Cette culture auto-apprenante, propice aux Agile Learners est particulièrement présente dans le monde de l’IT, tant le secteur est en constante évolution. Les collaborateurs prennent l’habitude de se former d’eux-mêmes sur des nouvelles solutions qui sont par la suite proposées à leur équipe pour optimiser les processus. Ces derniers ne se limitent pas aux plateformes de formation en ligne disponibles dans les grosses organisations. Ils vont au-delà, chercher l’information là où elle se trouve. Bien entendu ce changement de perception des Talents prendra du temps mais à l’instar des métiers de l’informatique, il est nécessaire que les organisations le prennent en compte et ajustent leur processus de formation.

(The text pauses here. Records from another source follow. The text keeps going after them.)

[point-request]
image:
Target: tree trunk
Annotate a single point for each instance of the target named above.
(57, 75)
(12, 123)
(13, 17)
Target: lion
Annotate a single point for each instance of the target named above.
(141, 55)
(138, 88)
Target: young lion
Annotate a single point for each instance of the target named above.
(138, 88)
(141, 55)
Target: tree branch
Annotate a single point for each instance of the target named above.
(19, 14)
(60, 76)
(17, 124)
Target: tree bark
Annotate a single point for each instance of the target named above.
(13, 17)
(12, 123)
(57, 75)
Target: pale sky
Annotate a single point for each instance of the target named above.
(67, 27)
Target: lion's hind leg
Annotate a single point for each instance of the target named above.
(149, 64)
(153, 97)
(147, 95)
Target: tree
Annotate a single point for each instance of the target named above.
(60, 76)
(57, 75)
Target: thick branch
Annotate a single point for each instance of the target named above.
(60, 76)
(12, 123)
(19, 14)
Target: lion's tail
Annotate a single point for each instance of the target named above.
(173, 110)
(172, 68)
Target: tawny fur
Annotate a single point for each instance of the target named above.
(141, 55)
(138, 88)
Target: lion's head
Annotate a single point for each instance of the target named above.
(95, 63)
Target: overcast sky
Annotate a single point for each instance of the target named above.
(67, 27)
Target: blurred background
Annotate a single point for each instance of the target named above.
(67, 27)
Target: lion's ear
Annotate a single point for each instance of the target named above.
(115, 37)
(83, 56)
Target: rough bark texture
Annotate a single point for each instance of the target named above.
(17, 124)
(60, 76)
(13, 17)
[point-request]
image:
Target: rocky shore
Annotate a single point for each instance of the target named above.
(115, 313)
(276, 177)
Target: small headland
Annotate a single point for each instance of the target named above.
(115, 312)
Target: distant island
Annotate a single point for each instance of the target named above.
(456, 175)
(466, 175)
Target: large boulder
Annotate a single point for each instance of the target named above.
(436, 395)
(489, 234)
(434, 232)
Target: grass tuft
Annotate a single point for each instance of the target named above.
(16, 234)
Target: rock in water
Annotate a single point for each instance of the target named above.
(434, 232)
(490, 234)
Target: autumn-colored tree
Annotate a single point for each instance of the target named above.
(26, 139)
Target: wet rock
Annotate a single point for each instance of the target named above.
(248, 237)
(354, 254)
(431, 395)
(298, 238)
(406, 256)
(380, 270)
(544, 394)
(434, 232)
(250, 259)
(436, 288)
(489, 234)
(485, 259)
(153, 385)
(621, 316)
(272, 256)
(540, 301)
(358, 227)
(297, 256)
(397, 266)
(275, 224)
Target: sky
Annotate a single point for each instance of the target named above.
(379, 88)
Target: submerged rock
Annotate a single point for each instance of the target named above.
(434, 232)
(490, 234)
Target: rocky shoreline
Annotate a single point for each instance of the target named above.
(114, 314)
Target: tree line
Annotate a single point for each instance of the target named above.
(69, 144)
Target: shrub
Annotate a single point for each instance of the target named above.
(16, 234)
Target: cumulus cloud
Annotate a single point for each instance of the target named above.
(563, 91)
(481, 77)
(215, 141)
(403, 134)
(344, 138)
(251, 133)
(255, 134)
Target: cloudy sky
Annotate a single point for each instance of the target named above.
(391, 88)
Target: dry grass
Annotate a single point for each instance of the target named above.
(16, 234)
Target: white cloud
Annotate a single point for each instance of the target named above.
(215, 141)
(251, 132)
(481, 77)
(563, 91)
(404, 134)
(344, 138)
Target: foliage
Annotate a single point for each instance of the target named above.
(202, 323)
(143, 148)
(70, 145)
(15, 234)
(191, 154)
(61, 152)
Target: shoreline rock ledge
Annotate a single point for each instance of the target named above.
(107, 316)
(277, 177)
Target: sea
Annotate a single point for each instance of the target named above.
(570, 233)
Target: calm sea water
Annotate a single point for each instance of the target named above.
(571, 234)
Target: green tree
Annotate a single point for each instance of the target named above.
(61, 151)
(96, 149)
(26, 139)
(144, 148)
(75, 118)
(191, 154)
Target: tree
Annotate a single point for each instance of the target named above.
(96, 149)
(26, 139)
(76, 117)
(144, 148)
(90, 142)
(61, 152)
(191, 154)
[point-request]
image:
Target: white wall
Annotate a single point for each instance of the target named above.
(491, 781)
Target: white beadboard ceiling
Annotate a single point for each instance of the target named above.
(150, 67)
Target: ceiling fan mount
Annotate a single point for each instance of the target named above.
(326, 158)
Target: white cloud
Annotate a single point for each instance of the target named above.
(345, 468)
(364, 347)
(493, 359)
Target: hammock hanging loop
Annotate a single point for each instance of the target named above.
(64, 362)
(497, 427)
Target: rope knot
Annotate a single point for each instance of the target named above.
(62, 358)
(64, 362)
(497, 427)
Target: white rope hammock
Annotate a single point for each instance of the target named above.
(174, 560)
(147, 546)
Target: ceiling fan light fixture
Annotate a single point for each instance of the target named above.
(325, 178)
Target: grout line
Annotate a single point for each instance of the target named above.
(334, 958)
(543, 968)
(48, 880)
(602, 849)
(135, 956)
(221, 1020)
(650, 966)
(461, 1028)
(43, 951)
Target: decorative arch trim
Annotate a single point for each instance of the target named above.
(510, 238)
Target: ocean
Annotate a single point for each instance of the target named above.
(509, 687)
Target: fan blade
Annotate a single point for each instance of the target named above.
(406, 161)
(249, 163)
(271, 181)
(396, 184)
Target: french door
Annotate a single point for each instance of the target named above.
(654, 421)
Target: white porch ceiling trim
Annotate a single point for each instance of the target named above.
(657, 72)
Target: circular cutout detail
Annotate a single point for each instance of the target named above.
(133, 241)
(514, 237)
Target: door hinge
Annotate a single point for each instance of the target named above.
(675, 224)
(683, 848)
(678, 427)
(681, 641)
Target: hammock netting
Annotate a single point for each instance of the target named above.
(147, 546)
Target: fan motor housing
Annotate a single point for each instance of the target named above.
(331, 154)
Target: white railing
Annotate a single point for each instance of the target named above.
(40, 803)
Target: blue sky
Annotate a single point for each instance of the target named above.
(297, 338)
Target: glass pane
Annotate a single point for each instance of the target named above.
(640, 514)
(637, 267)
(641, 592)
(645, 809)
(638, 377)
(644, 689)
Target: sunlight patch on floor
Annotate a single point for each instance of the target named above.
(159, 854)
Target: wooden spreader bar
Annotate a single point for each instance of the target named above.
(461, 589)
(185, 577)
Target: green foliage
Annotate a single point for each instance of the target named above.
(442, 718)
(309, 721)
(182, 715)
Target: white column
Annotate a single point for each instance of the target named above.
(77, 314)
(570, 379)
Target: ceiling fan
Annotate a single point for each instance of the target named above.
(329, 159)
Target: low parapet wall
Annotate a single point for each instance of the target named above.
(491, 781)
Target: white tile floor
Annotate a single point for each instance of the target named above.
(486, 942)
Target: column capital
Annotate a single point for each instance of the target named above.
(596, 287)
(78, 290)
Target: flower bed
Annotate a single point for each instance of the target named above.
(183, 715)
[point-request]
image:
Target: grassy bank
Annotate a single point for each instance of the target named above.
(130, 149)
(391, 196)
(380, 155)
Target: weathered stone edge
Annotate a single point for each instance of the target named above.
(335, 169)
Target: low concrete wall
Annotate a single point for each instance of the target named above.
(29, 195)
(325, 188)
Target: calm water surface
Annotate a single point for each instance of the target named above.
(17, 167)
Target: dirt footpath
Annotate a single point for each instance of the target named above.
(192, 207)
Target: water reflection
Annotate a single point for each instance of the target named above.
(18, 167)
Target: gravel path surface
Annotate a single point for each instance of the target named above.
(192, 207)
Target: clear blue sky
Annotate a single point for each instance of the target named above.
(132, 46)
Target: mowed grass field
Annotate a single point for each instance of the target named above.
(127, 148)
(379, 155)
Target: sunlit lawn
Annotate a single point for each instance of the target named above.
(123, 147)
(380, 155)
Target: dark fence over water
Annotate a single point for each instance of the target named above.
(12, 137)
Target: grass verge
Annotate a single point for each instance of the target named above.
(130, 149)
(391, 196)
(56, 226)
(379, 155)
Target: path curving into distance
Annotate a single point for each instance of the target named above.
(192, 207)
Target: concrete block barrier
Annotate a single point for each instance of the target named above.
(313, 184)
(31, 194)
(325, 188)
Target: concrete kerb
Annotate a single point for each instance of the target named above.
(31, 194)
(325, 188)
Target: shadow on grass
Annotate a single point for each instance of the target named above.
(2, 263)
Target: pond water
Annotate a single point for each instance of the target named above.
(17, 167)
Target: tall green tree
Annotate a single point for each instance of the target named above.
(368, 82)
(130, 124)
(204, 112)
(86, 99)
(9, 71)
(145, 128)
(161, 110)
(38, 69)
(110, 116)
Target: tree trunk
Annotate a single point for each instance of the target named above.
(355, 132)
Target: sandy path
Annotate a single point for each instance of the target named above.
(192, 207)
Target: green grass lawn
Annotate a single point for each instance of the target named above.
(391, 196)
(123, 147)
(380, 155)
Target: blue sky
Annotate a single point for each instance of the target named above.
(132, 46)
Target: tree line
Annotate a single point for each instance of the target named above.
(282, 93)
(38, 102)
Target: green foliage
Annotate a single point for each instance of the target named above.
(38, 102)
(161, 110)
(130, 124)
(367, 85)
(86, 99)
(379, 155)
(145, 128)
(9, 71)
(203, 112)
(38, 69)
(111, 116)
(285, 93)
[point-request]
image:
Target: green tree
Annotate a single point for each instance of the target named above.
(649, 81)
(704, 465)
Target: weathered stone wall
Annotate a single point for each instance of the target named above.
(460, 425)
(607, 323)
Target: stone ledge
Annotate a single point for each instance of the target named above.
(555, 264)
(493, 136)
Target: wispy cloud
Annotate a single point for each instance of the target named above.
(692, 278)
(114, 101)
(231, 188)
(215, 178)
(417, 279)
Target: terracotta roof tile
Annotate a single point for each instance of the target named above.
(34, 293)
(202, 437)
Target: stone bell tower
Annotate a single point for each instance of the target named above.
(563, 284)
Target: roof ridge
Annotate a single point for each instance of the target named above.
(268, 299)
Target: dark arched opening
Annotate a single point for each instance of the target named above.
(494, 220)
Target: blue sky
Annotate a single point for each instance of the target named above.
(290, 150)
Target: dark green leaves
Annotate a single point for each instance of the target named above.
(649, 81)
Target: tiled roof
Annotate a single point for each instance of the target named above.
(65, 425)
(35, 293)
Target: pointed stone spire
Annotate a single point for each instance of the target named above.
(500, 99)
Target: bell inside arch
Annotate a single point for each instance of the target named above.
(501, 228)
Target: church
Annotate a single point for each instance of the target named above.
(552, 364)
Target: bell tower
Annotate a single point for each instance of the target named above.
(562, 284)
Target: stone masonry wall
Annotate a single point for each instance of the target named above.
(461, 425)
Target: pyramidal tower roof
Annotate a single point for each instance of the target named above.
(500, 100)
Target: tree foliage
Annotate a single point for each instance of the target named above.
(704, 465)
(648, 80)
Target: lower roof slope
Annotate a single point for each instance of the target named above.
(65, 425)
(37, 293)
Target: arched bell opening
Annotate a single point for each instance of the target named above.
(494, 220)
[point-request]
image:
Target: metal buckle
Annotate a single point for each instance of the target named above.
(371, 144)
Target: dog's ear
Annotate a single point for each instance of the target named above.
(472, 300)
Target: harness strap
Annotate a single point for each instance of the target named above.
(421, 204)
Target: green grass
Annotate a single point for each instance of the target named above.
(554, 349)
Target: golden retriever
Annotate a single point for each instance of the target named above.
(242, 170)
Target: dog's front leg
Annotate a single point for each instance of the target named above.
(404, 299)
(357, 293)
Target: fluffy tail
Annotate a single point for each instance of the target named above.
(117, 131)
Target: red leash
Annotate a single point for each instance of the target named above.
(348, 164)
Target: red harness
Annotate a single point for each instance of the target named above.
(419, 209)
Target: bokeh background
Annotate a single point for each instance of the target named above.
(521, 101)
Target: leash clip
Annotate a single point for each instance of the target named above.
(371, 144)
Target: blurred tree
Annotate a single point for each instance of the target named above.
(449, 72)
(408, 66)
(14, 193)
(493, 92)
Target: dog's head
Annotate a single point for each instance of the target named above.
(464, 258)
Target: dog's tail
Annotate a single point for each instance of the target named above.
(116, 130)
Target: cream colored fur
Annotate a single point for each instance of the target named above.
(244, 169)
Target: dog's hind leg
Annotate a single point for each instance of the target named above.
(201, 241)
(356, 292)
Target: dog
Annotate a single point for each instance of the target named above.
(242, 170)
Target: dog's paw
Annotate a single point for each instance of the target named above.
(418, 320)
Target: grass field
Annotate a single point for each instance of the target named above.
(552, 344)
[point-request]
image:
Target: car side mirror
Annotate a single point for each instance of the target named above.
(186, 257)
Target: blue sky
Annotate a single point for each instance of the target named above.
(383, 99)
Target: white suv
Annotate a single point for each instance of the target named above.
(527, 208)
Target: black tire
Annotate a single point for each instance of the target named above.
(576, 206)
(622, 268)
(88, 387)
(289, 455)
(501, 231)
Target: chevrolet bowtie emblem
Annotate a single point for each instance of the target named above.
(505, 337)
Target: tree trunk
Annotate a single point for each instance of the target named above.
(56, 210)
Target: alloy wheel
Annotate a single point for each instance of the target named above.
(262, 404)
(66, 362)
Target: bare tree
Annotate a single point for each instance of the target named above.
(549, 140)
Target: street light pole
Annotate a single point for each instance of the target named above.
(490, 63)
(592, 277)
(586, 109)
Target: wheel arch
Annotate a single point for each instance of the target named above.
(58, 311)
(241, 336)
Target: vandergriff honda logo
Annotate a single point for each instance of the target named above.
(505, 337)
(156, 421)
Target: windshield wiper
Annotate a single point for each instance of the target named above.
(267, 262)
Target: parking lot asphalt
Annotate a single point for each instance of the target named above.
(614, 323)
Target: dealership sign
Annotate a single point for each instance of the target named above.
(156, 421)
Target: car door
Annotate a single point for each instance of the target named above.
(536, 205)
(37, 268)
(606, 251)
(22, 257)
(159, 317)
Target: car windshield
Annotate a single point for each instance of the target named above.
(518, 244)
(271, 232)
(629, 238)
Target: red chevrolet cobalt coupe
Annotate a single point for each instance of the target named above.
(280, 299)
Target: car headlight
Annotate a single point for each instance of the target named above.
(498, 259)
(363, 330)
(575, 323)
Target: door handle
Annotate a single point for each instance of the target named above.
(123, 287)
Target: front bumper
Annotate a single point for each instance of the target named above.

L’Agile Learner est donc sans doute le Talent de demain, capable de s’adapter plus vite et d’identifier plus rapidement les nouvelles compétences qui sont attendues de lui grâce au savoir qu’il a su acquérir à travers le temps mais également sa capacité à prendre du recul sur ses actions et les ajuster avec l’instant présent. Les organisations ont aussi leur rôle à jouer en permettant une structure laissant plus de place à l’apprentissage et au développement de ses salariés.

Auteur(s)

  • Rédactrice en chef de Change the Work, j'explore le travail sous toutes ses coutures en espérant montrer l'importance du métier RH dans l'entreprise de demain...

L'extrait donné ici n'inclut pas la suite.